It's a minor miracle that, after the 1980 split that saw the musically-trained half of the group head off to found Heaven 17, the Human League managed to come up with some exceptionally catchy music for "Don't You Want Me." Entirely synthesized, combining horror-movie electric piano chords with frantically chattering synthesizers, and eminently melodic, the music is a perfect singalong background for the almost spoken-word duet of Philip Oakey and Susan Ann Sulley.
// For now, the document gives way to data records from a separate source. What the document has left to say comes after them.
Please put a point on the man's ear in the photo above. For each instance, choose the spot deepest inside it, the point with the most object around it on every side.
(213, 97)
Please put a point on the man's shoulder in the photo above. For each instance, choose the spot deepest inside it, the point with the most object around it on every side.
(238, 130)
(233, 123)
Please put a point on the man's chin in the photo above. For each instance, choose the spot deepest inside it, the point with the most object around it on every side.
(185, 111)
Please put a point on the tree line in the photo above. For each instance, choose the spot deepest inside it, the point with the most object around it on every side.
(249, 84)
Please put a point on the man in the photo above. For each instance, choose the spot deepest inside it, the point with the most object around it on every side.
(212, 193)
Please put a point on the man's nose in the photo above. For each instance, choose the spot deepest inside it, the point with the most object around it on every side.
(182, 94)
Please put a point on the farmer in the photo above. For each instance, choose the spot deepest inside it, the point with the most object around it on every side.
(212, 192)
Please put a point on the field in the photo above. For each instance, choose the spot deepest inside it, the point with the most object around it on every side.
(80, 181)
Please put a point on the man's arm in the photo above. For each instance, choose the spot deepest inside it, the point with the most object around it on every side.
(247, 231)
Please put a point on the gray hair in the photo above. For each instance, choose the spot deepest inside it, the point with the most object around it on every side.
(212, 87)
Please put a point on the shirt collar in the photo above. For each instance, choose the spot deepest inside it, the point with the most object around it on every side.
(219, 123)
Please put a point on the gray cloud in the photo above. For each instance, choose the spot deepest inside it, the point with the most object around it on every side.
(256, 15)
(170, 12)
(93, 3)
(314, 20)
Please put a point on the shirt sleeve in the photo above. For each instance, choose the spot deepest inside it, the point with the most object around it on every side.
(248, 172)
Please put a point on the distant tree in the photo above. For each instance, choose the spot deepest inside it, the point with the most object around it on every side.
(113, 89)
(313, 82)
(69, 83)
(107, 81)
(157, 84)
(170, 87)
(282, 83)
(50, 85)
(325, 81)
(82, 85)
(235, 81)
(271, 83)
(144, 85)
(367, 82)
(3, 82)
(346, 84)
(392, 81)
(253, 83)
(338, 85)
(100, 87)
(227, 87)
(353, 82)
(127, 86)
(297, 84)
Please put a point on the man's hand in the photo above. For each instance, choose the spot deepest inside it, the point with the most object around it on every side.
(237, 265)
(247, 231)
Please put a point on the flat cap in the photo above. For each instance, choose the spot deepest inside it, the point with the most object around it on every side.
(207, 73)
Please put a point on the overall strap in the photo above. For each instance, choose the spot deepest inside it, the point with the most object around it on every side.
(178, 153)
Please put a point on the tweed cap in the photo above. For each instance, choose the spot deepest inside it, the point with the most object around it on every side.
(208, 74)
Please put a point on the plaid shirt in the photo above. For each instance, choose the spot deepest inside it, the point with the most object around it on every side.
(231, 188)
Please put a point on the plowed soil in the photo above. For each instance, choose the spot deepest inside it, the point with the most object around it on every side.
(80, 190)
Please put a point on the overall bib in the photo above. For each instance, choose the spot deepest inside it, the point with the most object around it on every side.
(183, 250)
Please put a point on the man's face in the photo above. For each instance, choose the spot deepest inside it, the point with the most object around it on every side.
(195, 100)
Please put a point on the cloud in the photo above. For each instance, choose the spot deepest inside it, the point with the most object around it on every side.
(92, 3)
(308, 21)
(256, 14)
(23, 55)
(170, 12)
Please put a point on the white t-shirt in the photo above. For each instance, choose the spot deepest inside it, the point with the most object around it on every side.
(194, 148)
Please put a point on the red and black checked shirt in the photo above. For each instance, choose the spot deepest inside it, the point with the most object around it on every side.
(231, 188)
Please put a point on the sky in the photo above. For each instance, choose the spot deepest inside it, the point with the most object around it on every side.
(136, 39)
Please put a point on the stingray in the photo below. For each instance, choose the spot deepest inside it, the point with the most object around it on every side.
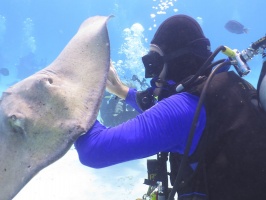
(42, 116)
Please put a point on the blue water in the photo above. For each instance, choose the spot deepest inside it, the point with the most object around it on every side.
(34, 32)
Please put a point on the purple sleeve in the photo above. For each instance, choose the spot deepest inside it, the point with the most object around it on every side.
(164, 127)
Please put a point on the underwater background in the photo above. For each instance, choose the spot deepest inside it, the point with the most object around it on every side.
(34, 32)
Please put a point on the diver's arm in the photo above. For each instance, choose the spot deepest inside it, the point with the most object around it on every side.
(164, 127)
(114, 85)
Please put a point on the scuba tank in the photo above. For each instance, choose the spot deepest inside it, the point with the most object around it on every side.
(239, 61)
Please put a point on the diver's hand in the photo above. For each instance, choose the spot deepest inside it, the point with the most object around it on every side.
(114, 85)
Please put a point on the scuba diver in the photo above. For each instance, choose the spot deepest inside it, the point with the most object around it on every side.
(225, 157)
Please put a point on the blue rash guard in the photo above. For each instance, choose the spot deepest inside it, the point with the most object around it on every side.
(162, 128)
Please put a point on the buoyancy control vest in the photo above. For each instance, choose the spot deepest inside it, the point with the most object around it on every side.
(230, 160)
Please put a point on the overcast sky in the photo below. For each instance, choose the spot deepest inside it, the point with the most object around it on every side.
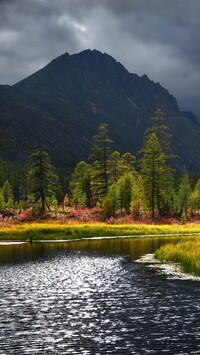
(159, 38)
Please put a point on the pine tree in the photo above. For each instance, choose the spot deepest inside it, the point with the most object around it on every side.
(152, 168)
(184, 193)
(80, 185)
(42, 179)
(8, 194)
(100, 158)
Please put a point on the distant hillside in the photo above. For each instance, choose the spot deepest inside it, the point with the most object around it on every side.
(66, 101)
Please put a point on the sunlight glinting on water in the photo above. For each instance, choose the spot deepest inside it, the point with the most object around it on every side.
(80, 302)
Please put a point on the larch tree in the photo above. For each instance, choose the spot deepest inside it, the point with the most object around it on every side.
(42, 179)
(152, 168)
(100, 157)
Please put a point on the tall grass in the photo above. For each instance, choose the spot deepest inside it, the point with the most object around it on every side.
(51, 230)
(186, 252)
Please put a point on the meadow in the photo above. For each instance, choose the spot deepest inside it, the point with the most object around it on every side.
(186, 253)
(74, 230)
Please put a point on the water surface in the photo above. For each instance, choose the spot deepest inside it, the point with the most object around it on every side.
(92, 298)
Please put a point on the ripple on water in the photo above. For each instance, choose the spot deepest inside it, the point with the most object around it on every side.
(80, 303)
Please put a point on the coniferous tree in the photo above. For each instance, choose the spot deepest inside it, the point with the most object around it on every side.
(80, 185)
(195, 197)
(184, 193)
(152, 168)
(100, 158)
(42, 179)
(8, 194)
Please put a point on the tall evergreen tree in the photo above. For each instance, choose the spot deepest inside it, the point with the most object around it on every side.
(152, 168)
(184, 193)
(80, 184)
(100, 156)
(42, 179)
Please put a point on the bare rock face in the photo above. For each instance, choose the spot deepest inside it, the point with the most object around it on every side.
(65, 102)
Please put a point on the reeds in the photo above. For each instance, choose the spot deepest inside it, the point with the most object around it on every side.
(58, 231)
(186, 252)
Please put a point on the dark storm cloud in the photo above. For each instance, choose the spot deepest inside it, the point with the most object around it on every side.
(156, 37)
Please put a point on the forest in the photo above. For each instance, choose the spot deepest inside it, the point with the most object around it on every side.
(110, 185)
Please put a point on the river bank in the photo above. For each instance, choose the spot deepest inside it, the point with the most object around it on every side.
(56, 231)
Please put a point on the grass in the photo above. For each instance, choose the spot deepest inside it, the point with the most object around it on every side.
(38, 231)
(186, 252)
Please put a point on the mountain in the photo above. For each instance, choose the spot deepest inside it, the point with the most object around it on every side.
(65, 102)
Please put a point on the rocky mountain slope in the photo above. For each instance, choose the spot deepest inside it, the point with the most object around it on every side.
(65, 102)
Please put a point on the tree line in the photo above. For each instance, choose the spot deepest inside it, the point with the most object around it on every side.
(117, 183)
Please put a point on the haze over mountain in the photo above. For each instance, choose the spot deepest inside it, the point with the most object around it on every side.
(65, 102)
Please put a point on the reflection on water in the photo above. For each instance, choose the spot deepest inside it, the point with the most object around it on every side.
(93, 300)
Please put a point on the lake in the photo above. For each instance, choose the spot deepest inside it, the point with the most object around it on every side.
(91, 297)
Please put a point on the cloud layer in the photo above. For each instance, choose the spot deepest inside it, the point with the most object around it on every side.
(155, 37)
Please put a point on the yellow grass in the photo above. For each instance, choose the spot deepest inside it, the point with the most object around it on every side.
(186, 252)
(55, 230)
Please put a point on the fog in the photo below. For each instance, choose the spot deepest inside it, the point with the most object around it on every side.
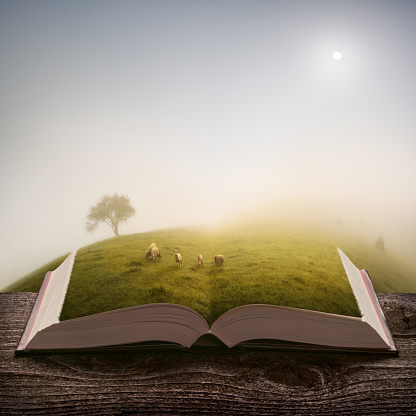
(201, 112)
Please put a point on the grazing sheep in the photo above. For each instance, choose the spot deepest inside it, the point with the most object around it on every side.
(148, 253)
(178, 259)
(155, 253)
(219, 259)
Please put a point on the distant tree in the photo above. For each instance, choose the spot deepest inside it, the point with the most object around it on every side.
(380, 244)
(111, 210)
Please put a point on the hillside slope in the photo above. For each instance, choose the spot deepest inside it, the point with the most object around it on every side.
(270, 263)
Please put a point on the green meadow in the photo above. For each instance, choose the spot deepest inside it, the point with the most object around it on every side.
(273, 264)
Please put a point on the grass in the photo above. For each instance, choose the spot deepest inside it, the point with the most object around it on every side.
(288, 266)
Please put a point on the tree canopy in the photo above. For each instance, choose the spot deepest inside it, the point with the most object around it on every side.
(111, 210)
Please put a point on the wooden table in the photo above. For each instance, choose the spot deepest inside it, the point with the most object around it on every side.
(243, 383)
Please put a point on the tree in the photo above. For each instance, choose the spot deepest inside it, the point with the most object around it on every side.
(111, 210)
You were working as a waitress in a cocktail bar
When I met you
I picked you out, I shook you up, and turned you around
Turned you into someone new
Now five years later on you've got the world at your feet
Success has been so easy for you
But don't forget it's me who put you where you are now
And I can put you back down too


The thing that made "Don't You Want Me" such an enduring song is its narrative. Cribbed from a story in an American women's magazine, on paper or the screen the narrative is fairly clichéd: boy finds girl, girl falls for boy, boy makes girl a star, girl leaves boy. It's a convention sort of fantasy, the sort of thing we've seen enacted before us with (to name two examples) Sonny and Cher or Zhang Yimou and Gong Li. In the context of a short four-minute pop song, though, this compact conventional narrative is something that a listener can easily latch onto.

CHORUS:
Don't, don't you want me?
You know I can't believe it when I hear that you won't see me
Don't, don't you want me?
You know I don't believe you when you say that you don't need me
It's much too late to find
You think you've changed your mind
You'd better change it back or we will both be sorry

Don't you want me baby? Don't you want me oh
Don't you want me baby? Don't you want me oh


Compare, if you would, the brilliant teen-drama songs written by Goffin and King for the singers and groups of Motown in the 1960s. In the space of just a few minutes they--the songs, the performers--managed to communicate an entire universe of impressions and assumptions and hopes. Can I let myself fall in love with you, even though everyone will be against us? Can I trust you not to hurt me? Will this work out? Simple songs, yes, but universal desires.

I was working as a waitress in a cocktail bar
That much is true
But even then I knew I'd find a much better place
Either with or without you
The five years we have had have been such good times
I still love you
But now I think it's time I lived my life on my own
I guess it's just what I must do


"Don't You Want Me" provides the listener with the added benefit of two contrasting voices. Is he delusional, even dangerous ("You think you've changed your mind/You'd better change it back or we will both be sorry")? The accompanying video does hint at this. Has she cruelly abandoned him, is she even now toying with him ("I still love you")? Again, in the video she does take on the appearance of a cynically pampered star. Is the true story somewhere in between? All this is left for the listener to decide, as the song chimes to its inevitable end. Genius can be found in unexpected places, and so it is with this song.